俺様パイロットは容赦なく愛を囁き偽り妻のすべてを奪う
「その、私でよろしければ」

 電話に応じるくらい、べつに難しくはない。スマートフォン越しとはいえ、好みの声を聞かせてもらえるのは私にとってご褒美のようなもの。

「いいのか?」

 椎名さんが、期待に満ちた目をする。

「は、はい。先ほどは、失礼な態度を取ってしまいましたし。あなたが心配なので、私でよければ協力します」
「ありがとう」

 彼の心底ほっとした様子は、自分の選択は間違っていないと思わせてくれた。

 けれど次の瞬間、椎名さんはニヤリと意味ありげに笑ってみせた。

「それなら、さっそく俺のマンションで一緒に暮らしてもらおうか」
「ええ⁉」

 なにがどうしてそんな話になるのか。

「だってそうだろ? 君が俺に最も望むのは、この好みだという声に四六時中愛をささやかれること」
「なっ」

 両親からの圧に疲弊する梓が無理に明るく装っていたから、私も励ますつもりで軽い調子でそんなことを口走ったのは否定しない。ただし、半分以上は冗談だ。
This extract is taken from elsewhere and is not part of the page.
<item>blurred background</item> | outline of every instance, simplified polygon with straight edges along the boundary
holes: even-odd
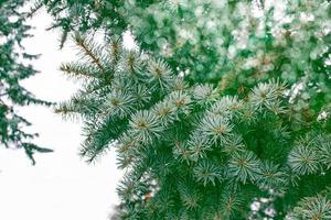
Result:
[[[62,62],[75,59],[70,42],[58,50],[55,31],[45,31],[51,18],[40,11],[30,24],[34,37],[24,41],[26,52],[42,54],[33,61],[41,73],[24,81],[24,87],[38,98],[63,101],[78,88],[58,70]],[[130,44],[130,43],[127,43]],[[106,220],[118,198],[115,152],[98,163],[88,165],[77,155],[82,141],[79,123],[64,121],[52,109],[30,106],[20,114],[39,132],[35,143],[54,153],[35,154],[36,165],[30,165],[24,151],[0,147],[0,219],[1,220]]]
 でも、そんな癒しが恋しくなるくらいいろいろと疲れがたまっているのも事実で……。
 チラリと椎名さんを見る。

 女性として、常に愛をささやかれるシチュエーションに憧れはある。それで仕事のモチベーションも上がるに違いないと、つい考えてしまった。

 彼のささやきにどれほどの威力があるかは、すでに実感済みだ。耳もとで『好きだよ』と言われただけで、気持ちが伴っているわけでもないのにどうしようもなく胸が高鳴った。

 だめだ。思い出すだけでも、悶絶するレベルで恥ずかしすぎる。
 肌に感じた彼の吐息とともにさっきの感覚がよみがえり、ジワリと頬が熱くなった。